The Life of a Dead Tree continues at the Museum of Contemporary Art, 158 Sterling Rd., Toronto, to July 28.


You may dimly recall that sculpture used to be a form largely associated with representing the human body, preferably nude. An artist exuberantly juggling her posts and her isms, Montreal’s Valérie Blass returns in that direction in inventive ways, creating novel pop sculptures centred around the body. For example, she hangs a mighty industrial chain from the ceiling and then encases its mid-section in a tube of heat-shrink plastic printed with the image of a pink body suit: The lumps of the massive links now read as a human form.

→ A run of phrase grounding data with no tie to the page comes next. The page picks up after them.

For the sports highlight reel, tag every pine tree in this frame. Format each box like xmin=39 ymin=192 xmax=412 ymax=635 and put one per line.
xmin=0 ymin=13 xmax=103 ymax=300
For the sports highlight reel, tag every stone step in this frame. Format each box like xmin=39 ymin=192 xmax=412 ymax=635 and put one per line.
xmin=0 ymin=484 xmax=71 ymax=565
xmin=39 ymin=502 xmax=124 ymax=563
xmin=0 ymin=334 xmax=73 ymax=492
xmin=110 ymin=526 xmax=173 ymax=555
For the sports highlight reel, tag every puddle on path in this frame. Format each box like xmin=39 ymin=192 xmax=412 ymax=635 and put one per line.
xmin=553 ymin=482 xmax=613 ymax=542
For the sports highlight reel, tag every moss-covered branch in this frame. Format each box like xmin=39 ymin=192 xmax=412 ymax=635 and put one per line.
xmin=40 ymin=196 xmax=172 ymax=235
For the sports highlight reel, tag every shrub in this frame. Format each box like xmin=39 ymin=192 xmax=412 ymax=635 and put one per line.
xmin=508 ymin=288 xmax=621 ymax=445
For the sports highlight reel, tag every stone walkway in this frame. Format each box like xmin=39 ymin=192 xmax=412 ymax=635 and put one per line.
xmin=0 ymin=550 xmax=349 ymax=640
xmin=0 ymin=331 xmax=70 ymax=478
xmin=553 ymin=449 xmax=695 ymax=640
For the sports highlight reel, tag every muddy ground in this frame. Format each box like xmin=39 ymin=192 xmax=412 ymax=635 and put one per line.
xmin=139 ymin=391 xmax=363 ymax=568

Blass was the winner of the Gershon Iskowitz Prize in 2017, an honour that includes the offer of an exhibition at the Art Gallery of Ontario some time in the subsequent two years. A small exhibition of entirely new work is the happy result. That pink body suit, a thrift-store find, is a recurring element. In The Mime, the Model and the Dupe, she poses it moulded as though a body were wearing it, sitting on the floor beside another similarly moulded pair of pants. The two non-present figures appearing to be watching a TV, that also isn’t shown: The one in pink holds a chip bag; the other rocks back on high heels.

This technique of shaping the empty clothing into three-dimensional sculptures (by means of moulding it on casts taken from actual bodies) is used again in Those Who Do Not Ask for Anything, one particularly engaging piece. It features a white metal step-stool of the kind found in many kitchens. A big blue Ikea shopping bag hangs from it; peek inside and you find some packages of standard consumer goods – more chips, cotton balls, sponges, a cardboard drink box. There is a figure of sorts sitting on the step-stool, or at least a pair of cut-off shorts and one pink boot. The other boot is sitting on the floor at some distance, as though its wearer had tossed it aside.

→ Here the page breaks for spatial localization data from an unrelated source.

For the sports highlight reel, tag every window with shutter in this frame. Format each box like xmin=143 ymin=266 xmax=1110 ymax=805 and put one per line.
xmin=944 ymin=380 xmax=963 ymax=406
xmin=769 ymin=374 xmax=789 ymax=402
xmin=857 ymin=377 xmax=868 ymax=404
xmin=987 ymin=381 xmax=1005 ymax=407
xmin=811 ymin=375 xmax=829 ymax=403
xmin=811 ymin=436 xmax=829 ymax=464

Both the suggested narrative of a return from a shopping expedition and the absences recorded by the work – the woman who isn’t there; the nude who isn’t there – linger provocatively in the gallery.

Le parlement des invisibles is at the Art Gallery of Ontario in Toronto until Dec. 1.


If we pull down all of the statues of colonial oppressors, what are we going to replace them with? That is more or less the assignment given artists from five North American cities that belong to the High Line Network, a gathering of urban reuse projects that includes Toronto’s Bentway.

So if you head down to Fort York, you will find that the Bentway, the reclaimed space underneath the Gardiner Expressway, is now a gallery of poster; each concrete pillar is plastered with another artist’s concept for a monument for the 21st century. Many of these are simple – let’s celebrate the turn-of-the-century American labour organizer Lucy Parsons, an anonymous suburban skateboarder or a mother reunited with her child at the U.S.-Mexican border – or simply didactic. And most of the participating artists are American, giving their projects a certain distance from the very local space they are animating.

But occasionally a weirdly wonderful idea bubbles up for some physical yet impossible monument, like Phillip Pyle’s wry wood-and-metal abstraction Broken Obelisk Elbows or Judith Bernstein’s creepily phallic drawing ironically entitled Horizontal. For Toronto, An Te Liu borrows an architectural fantasy by the 18th-century French artist Hubert Robert, an intimidating landscape of ruined monuments that includes the Great Pyramid at Giza, and adds both the CN Tower and one single remaining pillar of the Gardiner. A post-Gardiner future? The effect is simultaneously creepy and hopeful.

New Monuments for New Cities is on until Aug. 30 outside the Fort York Visitor Centre in Toronto.